Young pastors today are often cool, impressive, and popular. But the pastoral ministry that has borne eternal fruit down through the centuries has been something deeper, grander and more resilient. The apostle Paul expressed it when he wrote, “I rejoice in my sufferings for your sake” (Col. 1:24).
Paul was not cool. He had something better. Into his pastoral ministry flowed two divine powers: suffering and rejoicing.
It’s not enough that we pastors today suffer as Paul did. We must suffer without self-pity, resentment, and murmuring, but with rejoicing. Then we advance the gospel. How could it be otherwise? We represent the One who, for the joy set before him, endured the cross (Heb. 12:2).
As a young pastor, I entered the ministry prepared for the rejoicing but not for the suffering. When the inevitable buffetings and sorrows came, especially in the form of rejection, I thought, I don’t deserve this. Maybe you’ve thought that, too.

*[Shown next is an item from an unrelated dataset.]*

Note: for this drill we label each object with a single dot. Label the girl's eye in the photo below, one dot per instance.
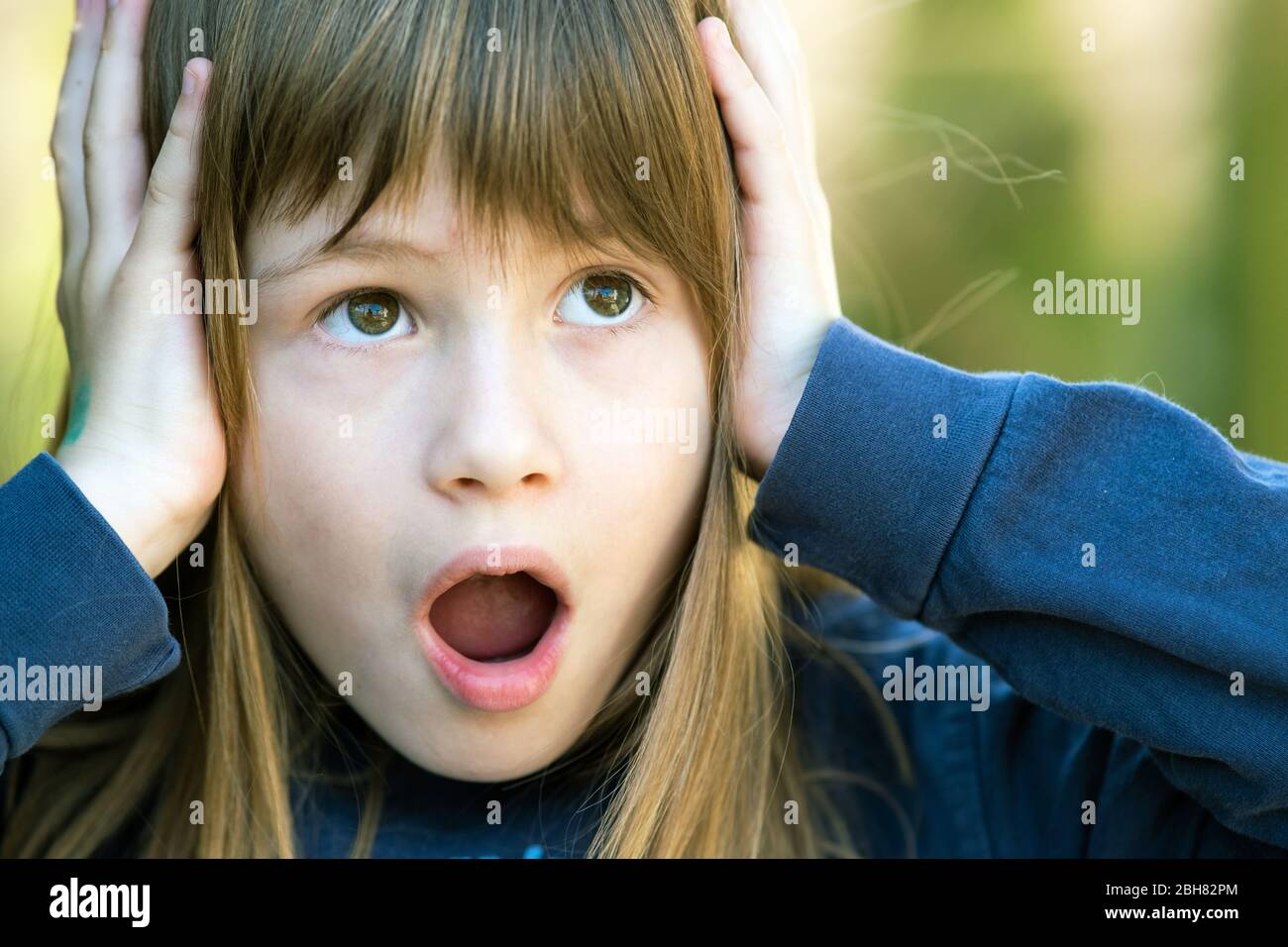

And while it is a valid thought, it is not profound.
As the Lord led me further along, the following verses, like so many throughout Scripture, became more meaningful to me:
I am sending you out as lambs in the midst of wolves. (Luke 10:3)
Whoever kills you will think he is offering service to God. (John 16:2)
I have been crucified with Christ. (Gal. 2:20)
Do not be surprised at the fiery trial. (1 Pet. 4:12)
I am filling up what is lacking in Christ’s afflictions for the sake of his body, that is, the church. (Col. 1:24).
The Lord did not recruit us pastors on false pretenses. He told us what to expect. We will suffer, for his sake. But for that very reason, because it is for him, our sufferings are a grace, a privilege, an honor he is giving us. We are following him down a path already stained with his priceless blood. When we realize this, a second thought breaks upon us: I really don’t deserve this. And that is profound, and it leads to profound rejoicing.
As a young pastor, I entered the ministry prepared for the rejoicing but not for the suffering.
The privilege of pastoral ministry is Jesus—serving Jesus, standing for Jesus, representing Jesus, laying down our lives for Jesus, and through it all knowing Jesus more deeply. As my dad, the best pastor I’ve ever seen, told me on his dying day, “Ministry isn’t everything. Jesus is.”
In 12 Faithful Men: Portraits of Courageous Endurance in Pastoral Ministry (Baker), Collin Hansen and Jeff Robinson have gathered together godly pastors from the past to tell us stories—true stories—of pastoral suffering, with rejoicing that bears fruit to last forever. We pastors of today can never say the Lord is asking too much of us. The pastors we read of in this new book proved that Jesus is worth it all, even to our hearts’ full rejoicing forever.